77 P.S. §§ 513(8)(i) and (iii).
. During his employment, Claimant held numerous positions at the steel mill including working in the open-hearth area for approximately three-and-one-half years, the rail finishing mill as a gagger, drill press operator and milling machine operator, a new finishing mill running a cutting saw, and since January 1996 as an ultrasonic test inspector.
. Employer also offered Claimant's treatment records from Hershey Medical Center where he underwent audiograms on February 24, 1997, and April 3, 1997.
. Finding that the audiogram results from Claimant’s Hershey Medical Center treatment records were not calculated in accordance with AMA Guides, the WCJ rejected that evidence.
. The AMA Guides to the Evaluation of Permanent Impairment (4th Edition 1993) provides the following formula for the calculation of binaural hearing impairment:
Binaural Hearing Impairment (%) = [5 x (% hearing impairment in better ear) + (% hearing impairment in poorer ear) ] h- 6.
. Our scope of review of a Workers’ Compensation Appeal Board decision is limited to determining whether constitutional rights were violated, whether an error of law was committed, or whether necessaiy findings of fact were supported by substantial evidence. Sheridan v. Workers’ Compensation Appeal Board (Anzon), 713 A.2d 182 (Pa.Cmwlth.1998).
. Additionally, in his brief, Claimant concedes that the application of the binaural formula to Dr. Wiegand’s finding that he suffered a monaural hearing impairment of 20.62% in his left ear would result in a binaural hearing impairment of less than 10%.
. Analogous to our case is one where a claimant entered into employment after having lost one eye and then in the course of employment lost his remaining eye.

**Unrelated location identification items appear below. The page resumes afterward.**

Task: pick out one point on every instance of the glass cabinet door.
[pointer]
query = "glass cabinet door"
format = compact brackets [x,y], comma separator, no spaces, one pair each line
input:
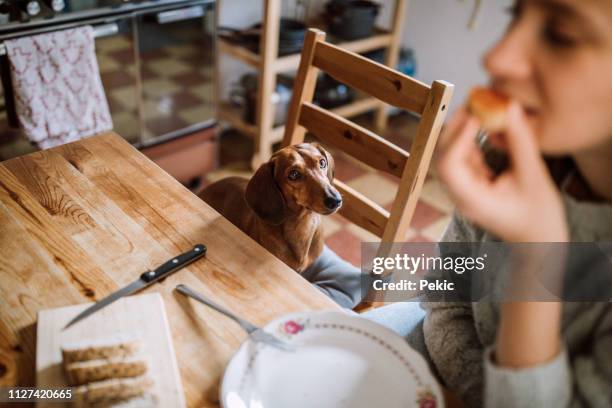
[117,60]
[176,68]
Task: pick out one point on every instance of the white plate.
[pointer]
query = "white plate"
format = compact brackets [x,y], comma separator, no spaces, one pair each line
[342,360]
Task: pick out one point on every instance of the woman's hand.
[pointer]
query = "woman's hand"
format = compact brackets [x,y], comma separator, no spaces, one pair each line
[520,205]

In Lente v. Luci, 275 Pa. 217, 119 A. 132 (1922), our Supreme Court held that the claimant was only entitled to benefits for the loss of one eye, not the higher amount awarded for total disability because of the total loss of sight. In response, the General Assembly created a second injury reserve fund not paid for by the employer that provides additional compensation for an employee who has incurred (through injury or otherwise) permanent partial disability through the loss or loss of use of one hand, one arm, one foot, one leg or one eye, and incurs total disability through a subsequent injury causing loss, or loss of use of, another hand, arm, foot, leg or eye. Section 306.1 of the Act, 77 P.S. § 516. However, no such provision for loss of hearing exists.
. Claimant also contends that the Board erred in denying compensation benefits because the evidence established a binaural occupational hearing impairment. He argues *1055that Dr. Wiegand's medical report established that his noise-induced hearing loss was not limited to his left ear only but, in fact, assigned a 20.62% work-related hearing impairment to both ears. In doing so, Claimant has misinterpreted Dr. Wiegand's report. It states, in pertinent part:
The hearing loss in the left ear is typical for that caused by noise exposure. The handicap in that ear, by standard calculations, is 20.62%. The hearing loss in the right ear is not consistent with noise exposure alone as it occurred during the’ latter years of his employment, it was sudden, and it does not have the characteristic features of noise-induced hearing loss. The cause of the hearing loss in the right ear is entirely speculative.
Dr. Wiegand assigned the 20.62% hearing impairment to Claimant’s left ear but did not assign a percentage of hearing impairment attributable to occupational noise in his right ear making Claimant's argument meritless. Moreover, in his claim petition, Claimant sought benefits for "[h]earing loss in left ear only of 20.62%.”